DONOHUE and others v. ROBERTS and others.
Circuit Court, E. D. Missouri.
March 13, 1880.
v.1, no.7-29
ACCOUNT—JOINDER OF ADMINISTRATOR AND SURETIES IN THE SAME SUIT—PAYNE v. HOOK, 7 WALL. 425; 14 WALL. 252, FOLLOWED.—An administrator and his sureties may be joined in a suit against the administrator for an account and settlement, and for judgment against the sureties for the balance found due upon the settlement of such account.
ADMINISTRATOR—SURETIES—FRAUDULENT AND COLLUSIVE CLAIM.—It cannot be determined upon demurrer whether such sureties are liable for the alleged fraud and collusion of the administrator in the proof and allowance of his own individual claim against the estate of his intestate.

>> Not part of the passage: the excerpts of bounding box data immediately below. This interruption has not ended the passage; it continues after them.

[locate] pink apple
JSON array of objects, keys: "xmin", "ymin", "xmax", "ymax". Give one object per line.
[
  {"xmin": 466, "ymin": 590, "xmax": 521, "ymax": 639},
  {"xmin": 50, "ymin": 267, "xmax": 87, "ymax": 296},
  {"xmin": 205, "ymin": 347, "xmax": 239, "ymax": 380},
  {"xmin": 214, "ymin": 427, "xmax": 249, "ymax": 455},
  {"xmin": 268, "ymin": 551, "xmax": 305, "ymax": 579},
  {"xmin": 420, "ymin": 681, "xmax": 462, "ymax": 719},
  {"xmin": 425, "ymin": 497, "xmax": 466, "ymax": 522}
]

In Equity. Demurrer to complaint.
Lucien Eaton, for complainants.
Louis Houck, for respondents.
MCCRARY, J., (orally.) This case was submitted upon a demurrer to the complainants’ bill. The bill is brought by the heirs of Mrs. Roberts, against her administrator and his sureties, charging fraud in the settlement of the accounts of the estate, and seeking to have a settlement of the amount due from the administrator, and to recover the same as against him and his sureties. The demurrer raises the question whether the two can be joined in one action—that is, a suit against the administrator to settle his accounts and to recover the balance, and at the same time against his sureties to obtain judgment against them for whatever balance may be ascertained. That question has been fully settled by a case which went up from this court and was twice considered by the supreme court of the United States. Payne v. Hook, 7 Wall. 425; 14 Wall. 252, where the same question was fully considered, and the right to join the administration and his 450 sureties in such a suit for these purposes, fully sustained. The further question is made, which is this: The administrator of this estate presented a claim in his own behalf, and, for the purposes of the settlement of that claim, a temporary administrator was appointed, called under the statute, I believe, an attorney to represent the heirs. There was a hearing upon that matter, and the claim was allowed. It is now insisted that the sureties of the administrator are not responsible for any fraud committed in that transaction. The bill, however, charges collusion and fraud on the part of the administrator in connection with this transaction, and it will depend, I think, altogether on the proof as to whether he is liable in his official capacity; and if liable, of course his sureties are liable. That matter can be determined only after the proofs are submitted.
The demurrer to the bill is overruled.